There was an early start to the Peak District on Friday for some work with the Heather Trust. The 6:15 train from Dumfries is something like the waiting room for the afterlife, populated by lost souls who fell once fell asleep on a train in Glasgow and then slipped between the seats when the cleaners came round. Now conscious and owl-eyed, they populate the two carriages like damned spirits, doomed to shuttle eternally between Gretna and Sanquhar.

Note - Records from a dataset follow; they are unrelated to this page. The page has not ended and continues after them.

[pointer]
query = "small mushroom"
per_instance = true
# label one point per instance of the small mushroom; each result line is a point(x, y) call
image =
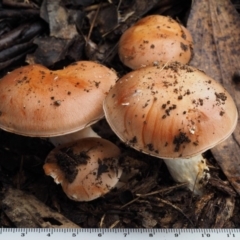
point(154, 39)
point(38, 102)
point(174, 112)
point(86, 169)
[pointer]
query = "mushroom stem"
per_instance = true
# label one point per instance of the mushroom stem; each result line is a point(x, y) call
point(84, 133)
point(193, 171)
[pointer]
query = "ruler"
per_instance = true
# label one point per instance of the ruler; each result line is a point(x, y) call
point(116, 234)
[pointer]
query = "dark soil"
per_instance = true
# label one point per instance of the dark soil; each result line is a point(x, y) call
point(151, 199)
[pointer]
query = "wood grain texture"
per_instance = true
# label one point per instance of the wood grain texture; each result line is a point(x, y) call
point(214, 25)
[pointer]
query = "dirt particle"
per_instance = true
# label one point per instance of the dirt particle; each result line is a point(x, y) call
point(179, 140)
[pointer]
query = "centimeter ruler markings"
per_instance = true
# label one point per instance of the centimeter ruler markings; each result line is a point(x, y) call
point(117, 234)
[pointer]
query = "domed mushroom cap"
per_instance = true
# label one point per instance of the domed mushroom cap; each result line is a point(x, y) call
point(35, 101)
point(86, 169)
point(155, 38)
point(172, 111)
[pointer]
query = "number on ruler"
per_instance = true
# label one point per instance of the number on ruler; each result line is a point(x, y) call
point(206, 235)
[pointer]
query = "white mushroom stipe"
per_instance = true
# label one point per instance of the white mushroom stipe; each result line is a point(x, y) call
point(179, 113)
point(84, 133)
point(193, 171)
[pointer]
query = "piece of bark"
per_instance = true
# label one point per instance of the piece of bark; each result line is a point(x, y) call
point(225, 212)
point(61, 20)
point(214, 25)
point(223, 186)
point(26, 211)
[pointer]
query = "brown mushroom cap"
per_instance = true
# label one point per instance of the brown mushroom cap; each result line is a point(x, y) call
point(155, 38)
point(171, 111)
point(35, 101)
point(86, 169)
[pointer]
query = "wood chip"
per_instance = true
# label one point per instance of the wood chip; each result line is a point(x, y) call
point(26, 211)
point(214, 25)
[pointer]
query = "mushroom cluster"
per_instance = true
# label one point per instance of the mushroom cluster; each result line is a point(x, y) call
point(155, 38)
point(38, 102)
point(174, 112)
point(86, 169)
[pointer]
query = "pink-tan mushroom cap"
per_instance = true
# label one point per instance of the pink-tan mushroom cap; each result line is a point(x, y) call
point(86, 169)
point(170, 111)
point(155, 38)
point(38, 102)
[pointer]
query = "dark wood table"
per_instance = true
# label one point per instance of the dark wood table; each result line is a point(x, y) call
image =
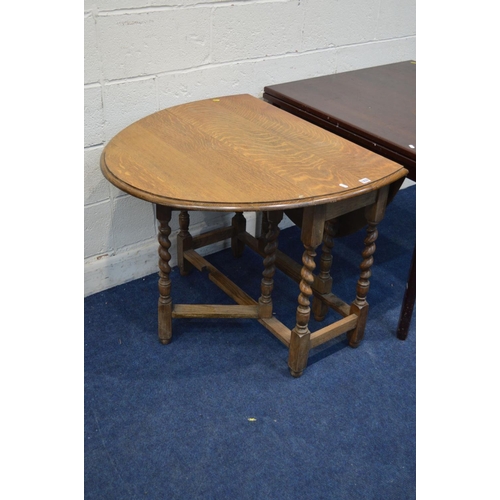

The miserable trip was very much worth it, however, as it meant a morning spent with Geoff Eyre on his moorland near Edale. Geoff is something of a pioneer when it comes to moorland management, and although his extraordinary methods provoke a variety of reactions from conservationists and land managers, there’s no denying that he is a man who knows how to create quality moorland habitat. Turning white, uninteresting molinia grass into moorland populated by blue hares, golden plover (and even black grouse), the results of Geoff’s work are there for all to see. From my perspective, heather moorland is so much on the back foot in Britain that it’s wholly perverse to fret about methodologies. If you can turn white hills into black hills with little in the way of collateral damage, why don’t you get on with it?
The Peak District is currently the location of a new Heather Trust study into the effects of heather beetle, so while my trip was a bit of a whistle-stop tour, there will be more to come on a variety of bits and pieces relating to the area.